All financial metrics are for comparison.  All metrics are either percentages or representations of relationships.  These metrics are used to compare.  Usually to compare "opportunities"  A $100,000 investment that makes $15,000 vs $12,000 yearly is definitively better.  If one were to chose a property based on a Metric they would take the one with the higher return all other things being equal (we know they are not equal).  

Example:

If an investor had only 2 options for eternity and he/she was only able to eat food purchased with the Cash Flow from the decision: 

1. Put all available funds into an investment that generated $400 Positive Cash Flow or 

2. Put zero money down on an investment that generated $200 Positive Cash Flow. 

Which is actually better?  All investors are seeking opportunities.  For someone new the number of opportunities would seem to likely be fewer than the more experienced and active investors.  If this is the case should the investor make his decision to begin his/her portfolio with properties that meet a Positive Cash Flow expectation or a Metric?
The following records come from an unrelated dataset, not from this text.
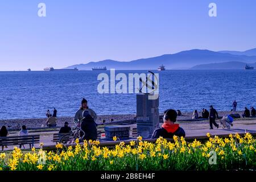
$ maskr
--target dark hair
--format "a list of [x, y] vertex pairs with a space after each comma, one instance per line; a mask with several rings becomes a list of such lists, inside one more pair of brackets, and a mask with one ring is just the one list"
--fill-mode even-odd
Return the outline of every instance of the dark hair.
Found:
[[177, 112], [174, 109], [168, 109], [164, 111], [164, 118], [166, 121], [168, 119], [171, 120], [173, 122], [175, 122], [177, 119]]
[[2, 126], [1, 129], [0, 129], [0, 136], [5, 137], [7, 136], [7, 134], [8, 131], [6, 129], [6, 127], [5, 126]]

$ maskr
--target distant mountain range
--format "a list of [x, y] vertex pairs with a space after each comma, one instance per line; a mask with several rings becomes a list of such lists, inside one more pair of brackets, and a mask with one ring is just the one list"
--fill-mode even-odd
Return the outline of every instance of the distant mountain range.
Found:
[[79, 70], [92, 70], [93, 67], [106, 66], [108, 69], [155, 70], [160, 65], [163, 64], [167, 69], [213, 69], [213, 67], [216, 68], [214, 69], [224, 69], [222, 67], [228, 68], [226, 69], [243, 69], [246, 63], [256, 63], [256, 48], [244, 52], [192, 49], [128, 62], [105, 60], [73, 65], [65, 68], [77, 67]]
[[221, 53], [229, 53], [234, 55], [245, 55], [248, 56], [256, 56], [256, 48], [247, 50], [245, 51], [218, 51]]

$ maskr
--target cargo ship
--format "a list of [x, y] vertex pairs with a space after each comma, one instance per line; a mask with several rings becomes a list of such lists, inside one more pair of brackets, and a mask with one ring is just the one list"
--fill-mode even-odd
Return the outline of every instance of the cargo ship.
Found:
[[166, 68], [163, 64], [162, 65], [162, 66], [160, 66], [160, 67], [158, 68], [158, 71], [165, 71], [165, 70]]
[[54, 69], [53, 67], [46, 68], [44, 69], [44, 71], [79, 71], [77, 68], [75, 68], [73, 69]]
[[94, 67], [94, 68], [92, 68], [92, 69], [93, 70], [93, 71], [106, 71], [107, 69], [106, 69], [106, 67], [102, 67], [102, 68], [101, 68], [101, 67]]
[[245, 69], [254, 69], [254, 67], [250, 67], [249, 65], [246, 64], [245, 68]]

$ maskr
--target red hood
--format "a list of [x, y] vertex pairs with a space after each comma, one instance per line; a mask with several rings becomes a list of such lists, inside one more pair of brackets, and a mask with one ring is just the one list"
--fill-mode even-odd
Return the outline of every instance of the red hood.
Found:
[[167, 131], [168, 133], [175, 133], [176, 131], [177, 131], [177, 129], [179, 129], [179, 124], [173, 124], [170, 125], [168, 123], [164, 123], [163, 125], [162, 125], [162, 127], [164, 128], [166, 131]]

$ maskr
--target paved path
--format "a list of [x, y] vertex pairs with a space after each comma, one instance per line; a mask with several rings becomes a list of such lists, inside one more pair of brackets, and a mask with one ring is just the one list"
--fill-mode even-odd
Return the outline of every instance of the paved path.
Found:
[[[220, 124], [220, 122], [217, 121], [217, 123]], [[162, 123], [161, 123], [162, 124]], [[229, 134], [230, 133], [244, 133], [245, 130], [249, 133], [256, 132], [256, 119], [250, 120], [240, 120], [234, 121], [233, 122], [234, 126], [231, 127], [230, 130], [228, 129], [222, 129], [220, 125], [220, 127], [217, 129], [214, 127], [213, 130], [209, 130], [209, 122], [205, 121], [199, 121], [199, 122], [183, 122], [179, 123], [180, 127], [183, 127], [185, 133], [187, 136], [205, 136], [207, 133], [209, 133], [212, 135], [218, 135], [218, 134]], [[131, 129], [134, 127], [136, 127], [137, 125], [130, 125]], [[54, 144], [51, 140], [53, 138], [53, 134], [56, 133], [57, 131], [51, 131], [44, 133], [35, 133], [32, 134], [40, 134], [40, 142], [44, 143], [44, 145], [52, 145]], [[11, 135], [16, 135], [16, 134], [12, 134]], [[27, 148], [28, 146], [25, 146]], [[36, 147], [39, 147], [39, 144], [35, 145]], [[6, 150], [12, 150], [13, 146], [9, 146]]]

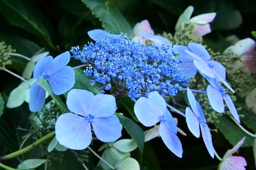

When debating statistical performances then the game becomes how to display the metrics. If one were debating Cash or Value then its not a matter of metrics, it is a fixed reality? This is a question, sort of. $100,000 in cash or Equity is better than $50,000 in cash or Equity even though the ROI, COC, NOI, ETC... may be higher...or lower NOI.. on the Deal that generated $50,000 in Cash or Equity.

"I value metrics and I hope you do too" to a room full of bored kids - Corey Cowan  jk

But seriously.  As new investors are attempting to map out a STRATEGY that is honorable enough to get Props from BP members where should the focus be?  I posit that Cash Flow and the relationship that Equity has as a function of Cash is where one's focus should be.  This is assuming that an individual is planning for Financial Freedom...vs "dominating the market" or shaming ones peers where ego is the actual value at hand.  

What do you make of all this?  Forgive me I am the new guy.  This is my first post.